Because subset selection is discrete, resulting model can have high variance. Shrinkage methods are more continuous.

3.4.1 Ridge Regression

Minimizes penalized ($\lambda \beta^T \beta$) RSS. $\lambda$ is complexity parameter.

With OLS, coefficients of correlated features can have high variance; large positive coefficients offset effect of large negative coefficients.

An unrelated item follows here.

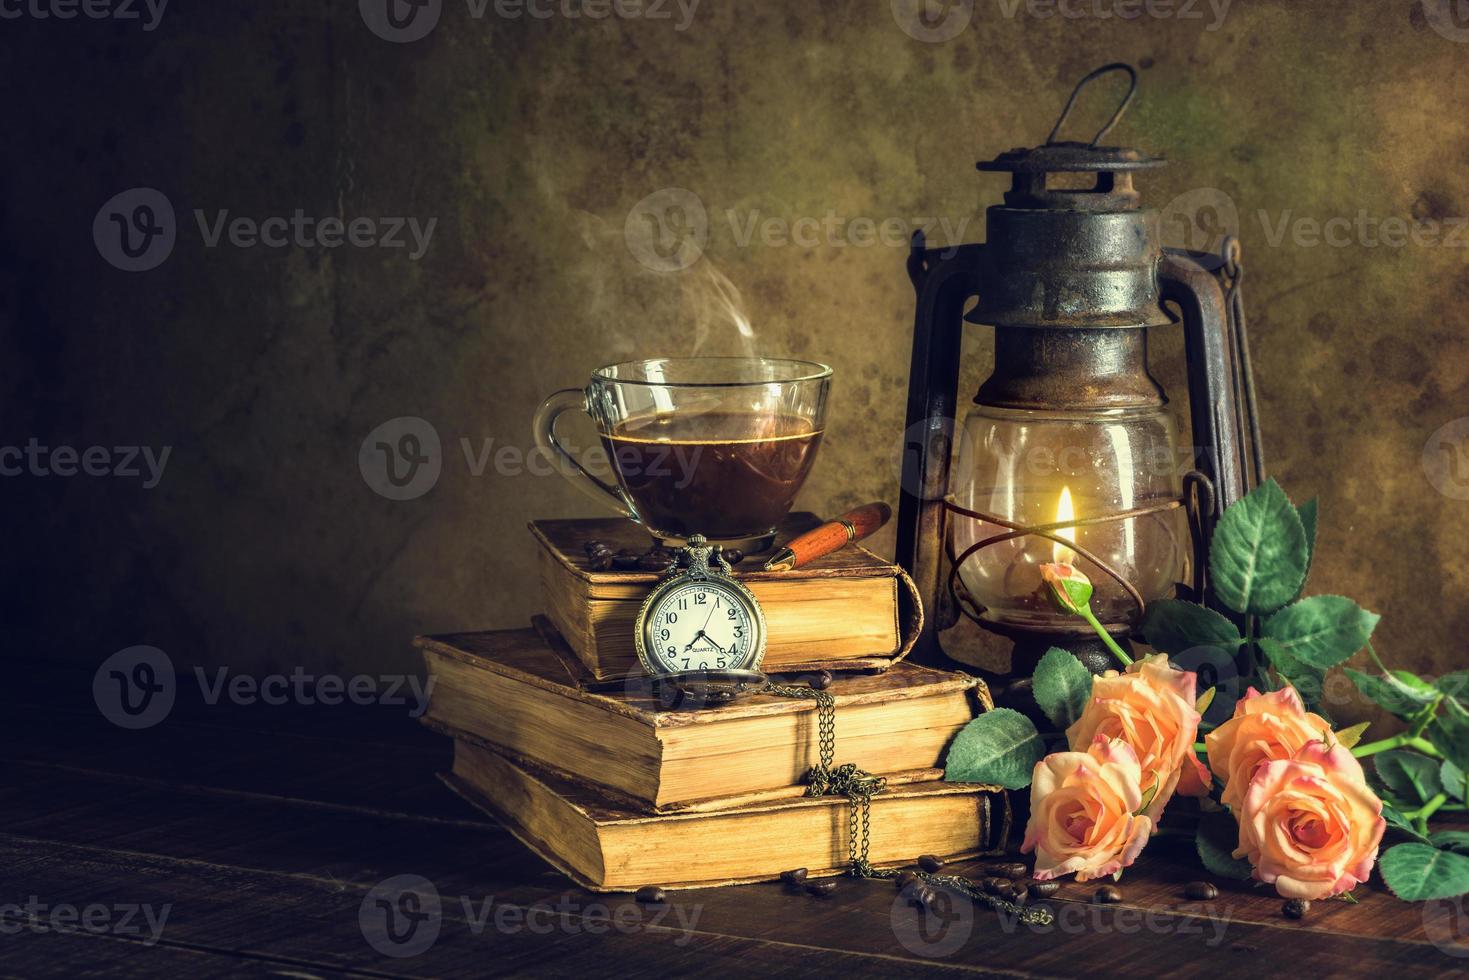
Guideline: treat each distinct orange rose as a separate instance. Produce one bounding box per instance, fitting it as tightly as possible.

Need feature normalization:

  1. Standardize features: otherwise, coefficients of smaller-scaled features will be penalized more.
  2. Center features: intercept $\beta_0$ is not included in penalty term. Estimate $\beta_0 = \overline{y}$ and estimate other coefficients with centered features.

Estimate is $ \hat{\beta_{RR}} = (X^T X + \lambda I)^{-1} X^T y $, where $X^T X + \lambda I$ is invertible if $\lambda > 0$.

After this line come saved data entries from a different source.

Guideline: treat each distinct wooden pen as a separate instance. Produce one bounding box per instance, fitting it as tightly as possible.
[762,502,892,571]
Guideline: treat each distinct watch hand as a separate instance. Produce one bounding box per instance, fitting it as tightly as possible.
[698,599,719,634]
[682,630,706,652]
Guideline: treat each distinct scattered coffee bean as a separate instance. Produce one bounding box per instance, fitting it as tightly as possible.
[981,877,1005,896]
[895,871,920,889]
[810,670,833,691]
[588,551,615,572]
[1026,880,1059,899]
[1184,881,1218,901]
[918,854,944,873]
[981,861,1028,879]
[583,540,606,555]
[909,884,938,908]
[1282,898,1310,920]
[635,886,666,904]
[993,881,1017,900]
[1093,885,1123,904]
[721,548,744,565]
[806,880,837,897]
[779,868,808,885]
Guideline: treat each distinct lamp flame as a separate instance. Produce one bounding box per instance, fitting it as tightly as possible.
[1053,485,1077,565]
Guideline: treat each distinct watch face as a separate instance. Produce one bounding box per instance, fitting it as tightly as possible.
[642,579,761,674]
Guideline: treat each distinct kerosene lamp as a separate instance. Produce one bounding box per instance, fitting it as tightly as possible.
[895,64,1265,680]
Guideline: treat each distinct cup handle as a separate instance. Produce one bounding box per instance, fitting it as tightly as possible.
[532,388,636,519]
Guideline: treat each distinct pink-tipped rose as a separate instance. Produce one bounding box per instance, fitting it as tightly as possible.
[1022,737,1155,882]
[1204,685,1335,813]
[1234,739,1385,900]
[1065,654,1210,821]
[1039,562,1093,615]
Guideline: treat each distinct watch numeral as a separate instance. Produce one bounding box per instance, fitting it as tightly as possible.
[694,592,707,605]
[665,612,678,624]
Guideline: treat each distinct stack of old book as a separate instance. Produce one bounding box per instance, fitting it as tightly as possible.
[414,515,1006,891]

Using SVD, $X \hat{\beta}_{LS} = UU^Ty $ and $X\hat{\beta}_{RR} = \sum_i^p u_i \frac{d_i^2}{d_i^2 + \lambda} u_i^T y$. p-th coordinate $u_p^T y$ of the basis $U$ is shrinked the most because it has smallest singular value $d_p$.

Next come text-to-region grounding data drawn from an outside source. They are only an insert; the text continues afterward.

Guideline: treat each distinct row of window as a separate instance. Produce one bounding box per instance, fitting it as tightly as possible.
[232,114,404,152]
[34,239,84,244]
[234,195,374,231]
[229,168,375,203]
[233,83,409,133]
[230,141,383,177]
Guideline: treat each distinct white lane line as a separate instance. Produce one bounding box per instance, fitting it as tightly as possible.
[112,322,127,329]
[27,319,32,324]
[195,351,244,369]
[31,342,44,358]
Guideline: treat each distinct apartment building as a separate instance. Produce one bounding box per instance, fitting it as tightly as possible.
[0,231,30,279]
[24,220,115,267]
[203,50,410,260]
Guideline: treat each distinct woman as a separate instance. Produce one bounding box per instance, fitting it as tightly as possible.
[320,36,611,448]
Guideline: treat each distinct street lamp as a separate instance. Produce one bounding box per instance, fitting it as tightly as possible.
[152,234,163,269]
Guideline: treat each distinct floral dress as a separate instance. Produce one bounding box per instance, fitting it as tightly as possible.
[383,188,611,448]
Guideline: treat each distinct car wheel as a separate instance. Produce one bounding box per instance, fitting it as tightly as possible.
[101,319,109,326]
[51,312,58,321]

Also, first principal component $z_1 = Xv_1$ has maximal variance among all directions in $C(X)$ and subsequent components (with smaller singular values) have smaller variance. Hence, ridge regression shrinks directions with smaller variance.

Effective degrees of freedom is $df(\lambda) = \sum_i^p \frac{d_i^2}{d_i^2 + \lambda}$.

3.4.2 Lasso

$L_1$ penalty $\sum_1^p \lvert \beta_j \rvert \leq t$.

Solution is nonlinear w.r.t. $y_i$, and there is no closed form solution. Use LAR (3.4.4) for minimizing Lasso penalty.

Continuous subset selection: sufficiently small $t$ will cause some coefficients to be zero.

Standardized parameter is $ s = t / \sum_1^p \lvert \hat{\beta}^{LS}_i \rvert$.

3.4.3 Subset selection, ridge regression, and Lasso

If features are orthonormal, Lasso also has closed form estimate. Ridge is proportional shrinkage, Lasso is soft-thresholding (shrink to drop), subset selection is hard-thresholding (drop or not).

Estimation picture (Figure 3.11). Equi-RSS elliptical contours centered at $\hat{\beta}_{LS}$ meet $L_q$ constraint region.

  • When $p > 2$, Lasso constraint region has many corners, setting parameters to $0$.
  • Lasso has smallest $q = 1$ s.t. constraint region is convex; if $q < 1$ optimization is more difficult.
  • If $q > 1$, $\lvert \beta_j \rvert^q$ is differentiable at 0, so doesn’t drop coefficients to 0.

TODO: Elastic-net penalty

TODO: Bayesian interpretation

3.4.4 Least Angle Regression

At each iteration $k$, move coefficients in the active set $A_k$ towards the OLS estimate of the residual $r_k$ onto $X_{A_k}$, until another feature has as much correlation with the residual.

Then, at each iteration:

  1. OLS direction keeps the correlations tied and decreasing.
  2. $X_{A_k}\hat{\beta}_k$ makes smallest angle with the features in $X_{A_k}$.
  3. Exact step length can be calculated.

For Lasso path, if a non-zero coefficient reaches zero, drop it from $A_k$.

Degrees of freedom

How many parameters were used? Define effective degrees of freedom of adaptively fit $\hat{y}$ as df($\hat{y}$) $= \frac{1}{\sigma^2} \sum_{i=1}^N Cov(\hat{y}_i, y_i)$.

Estimation Method df($\hat{y}$) Notes
Least Squares k -
Ridge $\sum_i \frac{d_i^2}{d_i^2 + \lambda}$ -
Subset Selection > k No closed form; by simulation.
Least Angle = k -
Lasso ~ k approximately size of active set.